A text parser that doesn't care about your file extensions

Key Features •
Supported Formats •
Installation •
Usage •
Related projects •
Contributing •
MIT License

Parsa is a textract-based CLI text parser that supports multiple file extensions.
It takes any number of inputs, and outputs them to .txt files in a directory of choice, preserving the structure of the original text.

Key features

Extends textract's functionalities to work with multiple inputs and to automatically save the output
Takes an arbitrary number of inputs of different filetypes, and processess them all equally when supported
Outputs the parsed text from the input files individually to corresponding .txt files, with the option of selecting a custom output path
Includes a naming system that always avoids overwriting existing files, instead naming new files in a simple manner
Supports over 20 of the most common formats (see Supported formats for more)
Preserves the structure of document file formats (.docx, .pdf, ...)
Supports audio formats (.wav, .mp3, ...) via the speech recognition tools sox, SpeechRecognition and pocketsphinx
Supports image formats (.jpg, .png, ...), via the optical character recognition (OCR) tool tesseract-ocr
Prompts the user for an input file's extension if it's not explicitly present; this feature can be turned off via --noprompt

Supported formats
See this page from textract's documentation for a full list of the supported formats and their linked dependencies.
Installation
System requirements

Linux
Python 2.7/3.x (any Python 3 version)

Linux
Via pip:
$ pip install parsa

Or, if you prefer, you can install it from source:
# Clone the repository
$ git clone https://github.com/rdimaio/parsa

# Go into the parsa folder
$ cd parsa

# Install parsa
$ python setup.py install

Tests
$ python -m unittest discover tests

Usage
Single input
# Basic usage
$ parsa path/to/input_file
# The output will be saved inside the input file's parent folder.

Multi input
# Basic usage
$ parsa path/to/input_folder
# The output will be saved inside a folder named `parsaoutput` in the input folder.

Optional: custom output folder
# Basic usage
$ parsa path/to/input -o path/to/output_folder
# Works with both single and multi input.

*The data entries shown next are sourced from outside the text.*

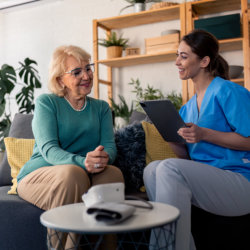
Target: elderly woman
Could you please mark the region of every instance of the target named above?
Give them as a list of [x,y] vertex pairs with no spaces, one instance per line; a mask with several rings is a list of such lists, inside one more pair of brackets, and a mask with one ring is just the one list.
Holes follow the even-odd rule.
[[33,155],[17,179],[18,195],[41,209],[81,202],[92,185],[124,182],[110,165],[116,157],[110,108],[88,96],[93,66],[81,48],[57,48],[49,72],[52,94],[36,100]]

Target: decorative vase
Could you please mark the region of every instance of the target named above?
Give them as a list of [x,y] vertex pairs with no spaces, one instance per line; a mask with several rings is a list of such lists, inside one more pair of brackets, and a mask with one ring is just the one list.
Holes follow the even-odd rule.
[[141,12],[145,10],[145,3],[135,3],[134,12]]
[[127,125],[128,125],[128,122],[123,117],[120,117],[120,116],[115,117],[116,129],[124,128]]
[[110,46],[107,47],[107,58],[116,58],[122,56],[122,50],[123,48],[121,46]]

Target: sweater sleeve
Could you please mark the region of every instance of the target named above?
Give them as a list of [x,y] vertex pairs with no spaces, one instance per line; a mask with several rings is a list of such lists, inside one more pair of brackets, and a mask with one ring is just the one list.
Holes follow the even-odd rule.
[[108,103],[103,102],[101,113],[101,140],[100,145],[104,146],[104,150],[109,155],[109,164],[115,161],[117,149],[114,139],[114,129],[112,121],[112,113]]
[[85,157],[63,150],[58,139],[57,107],[49,95],[41,95],[36,100],[32,129],[37,147],[51,165],[74,164],[82,168]]

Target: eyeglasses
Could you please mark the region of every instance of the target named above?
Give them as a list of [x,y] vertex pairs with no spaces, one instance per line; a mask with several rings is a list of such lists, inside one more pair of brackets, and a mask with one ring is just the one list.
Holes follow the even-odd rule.
[[84,68],[75,68],[64,73],[71,74],[75,78],[79,79],[83,76],[84,72],[87,73],[89,76],[92,76],[94,71],[95,71],[95,64],[91,63],[87,64]]

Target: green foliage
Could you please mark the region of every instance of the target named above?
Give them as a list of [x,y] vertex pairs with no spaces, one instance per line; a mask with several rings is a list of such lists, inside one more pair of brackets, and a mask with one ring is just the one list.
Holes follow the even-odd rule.
[[128,39],[122,38],[122,35],[118,36],[114,31],[106,39],[99,39],[99,41],[98,44],[104,47],[121,46],[123,49],[128,47]]
[[161,2],[161,0],[125,0],[125,1],[128,2],[128,3],[130,3],[130,4]]
[[8,135],[11,125],[11,113],[6,105],[13,105],[10,98],[12,91],[15,87],[22,86],[15,99],[19,112],[28,114],[34,110],[34,90],[41,88],[38,71],[34,67],[37,63],[26,58],[19,64],[20,68],[17,70],[7,64],[0,69],[0,151],[4,150],[3,138]]
[[176,110],[178,111],[183,105],[181,93],[177,94],[175,91],[172,91],[170,94],[167,94],[167,99],[169,99],[174,104]]
[[155,89],[154,87],[147,85],[146,89],[143,89],[141,87],[141,83],[139,79],[131,79],[131,82],[129,85],[134,86],[134,90],[132,90],[133,93],[136,94],[136,101],[135,101],[135,107],[137,111],[143,112],[143,109],[140,105],[140,101],[143,100],[156,100],[156,99],[163,99],[164,95],[161,92],[160,89]]
[[112,104],[112,110],[114,111],[115,117],[122,117],[126,120],[126,122],[129,121],[129,117],[131,116],[133,112],[133,103],[131,104],[131,107],[129,108],[126,100],[123,96],[119,95],[120,103],[116,104],[113,98],[110,98],[111,104]]
[[172,101],[177,110],[179,110],[182,106],[182,96],[181,94],[177,94],[175,91],[172,91],[170,94],[165,96],[160,89],[156,89],[150,85],[147,85],[147,87],[143,89],[139,79],[131,79],[129,85],[134,86],[134,90],[132,90],[132,92],[136,94],[135,107],[137,111],[143,112],[143,109],[140,105],[140,101],[143,100],[157,100],[167,98]]
[[128,3],[134,4],[134,3],[146,3],[147,0],[125,0]]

Optional: ignore files without an explicit extension
# Basic usage
$ parsa --noprompt path/to/input
# Useful for situations where your input includes log/system files without an extension.

Full help message
$ parsa --help
usage: parsa [-h] [--noprompt] [--output [OUTPUT]] input

Textract-based text parser that supports most text file extensions. Parsa can
parse multiple formats at once, writing them to .txt files in the directory of
choice.

positional arguments:
input input file or folder; if a folder is passed as input,
parsa will scan every file inside it recursively
(scanning subfolders as well)

optional arguments:
-h, --help show this help message and exit
--noprompt, -n ignore files without an extension and don't prompt the
user to input their extension
--output [OUTPUT], -o [OUTPUT]
folder where the output files will be stored. The default folder is:
(a) the input file's parent folder, if the input is a file, or
(b) a folder named 'parsaoutput' located in the input folder, if the input is a folder.

Related projects

parsa-gui - Graphical version of parsa (WIP)
xparsa - Extended parsa, enhanced with statistics about the parsed files (WIP)
xparsa-gui - GUI for xparsa (WIP)

Contributing
Pull requests are welcome! If you would like to include/remove/change a major feature, please open an issue first.
License
This project is licensed under the MIT License - see the LICENSE file for details.